My exh used to do something similar. If we had an argument he would immediately start with the "Oh yes, I'm an idiot, I can't do anything right!" So frustrating - it means you can never properly resolve anything and very passive aggressive.

KingaRoo Tue 26-May-20 13:47:17

Do you think your DD is blaming him for things as she's copying you? We make it a rule never to undermine each other in front of the children. If you don't agree with how he's handled something you can discuss it away from your DD and then, if relevant he can apologise to your DD and explain how he should have handled it. I think it's really important to model to children that we can make mistakes and handle things badly but the important thing is to apologise and explain how it should be handled. It doesn't sound as if you are much of a team with regard to parenting?

pog100 Tue 26-May-20 13:51:47

It is manipulative, very, but it does sound like you are both trying hard and communicating, so that bodes well. He obviously needs to see things from your point of view and your need to resolve an argument but it does sound like you could also do with cutting him some slack and not chasing him down. Your daughter's attitude needs to be resolved by you both acting in tandem, it definitely does feel shit for one parent of there's a feeling of solidarity with the other parent.

Apple222 Tue 26-May-20 13:56:14

I agree with previous posters. The ‘low self esteem’ excuse stops others challenging them, reduces conflict and enables them to avoid any demands. It is used to make you feel bad because you are putting pressure on someone who feels bad.

It has the added benefit of making other people feel sorry for them and invites sympathy and nurturing.

I am on the receiving end of this too and it is painful to experience as you can’t say anything without it being interpreted as an attack.

You have my sympathy OP.

billy1966 Tue 26-May-20 13:57:15

Well OP,

If he asks for space, you should give it.
I think its very wrong to follow someone who has asked for space.

Secondly, I don't think you should be correcting your husband in front of your daughter.

You should ask him to step into another space.

OP, your daughter blames him for stuff even when he is not there...really.

It sounds like a very stressful house and as if you are contributing factor.

I think you should sit down and talk to him about introducing the concept of respect into your relationship.

Perhaps separate therapy.

Is adoption therapy the best place for bringing this up.
Might he feel ambushed?

Do you want your marriage to continue?

I think you have lots to think about.
Good luck.flowers

Apple222 Tue 26-May-20 14:01:53

And yes, space is vital. Sounds as though he needs time to digest whatever has happened and approach you when he is ready to discuss it.
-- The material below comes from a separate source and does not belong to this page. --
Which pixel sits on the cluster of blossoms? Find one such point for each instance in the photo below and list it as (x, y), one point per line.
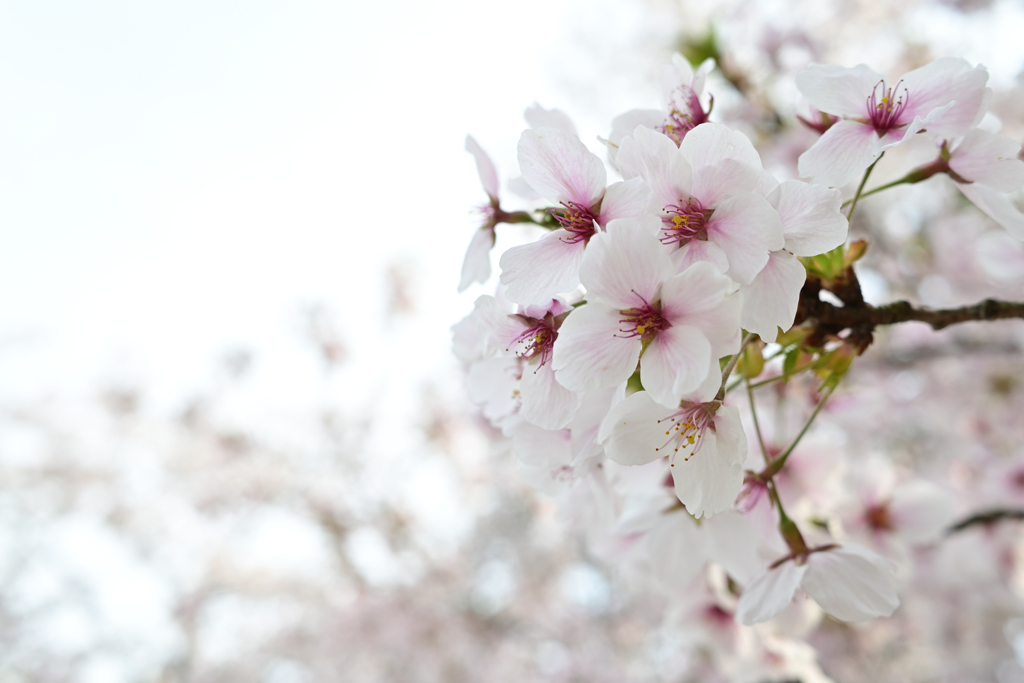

Sounds as though he feels “got at” more than the average person (ditto situation here). Hard to tiptoe round people like this because it means you can’t be authentic or respond to them in your usual way. Yes of course, it’s always important to consider how things might best be delivered but with individuals like this there is no way to deliver feedback or criticism or challenge because it will always be interpreted as a personal attack. Exhausting.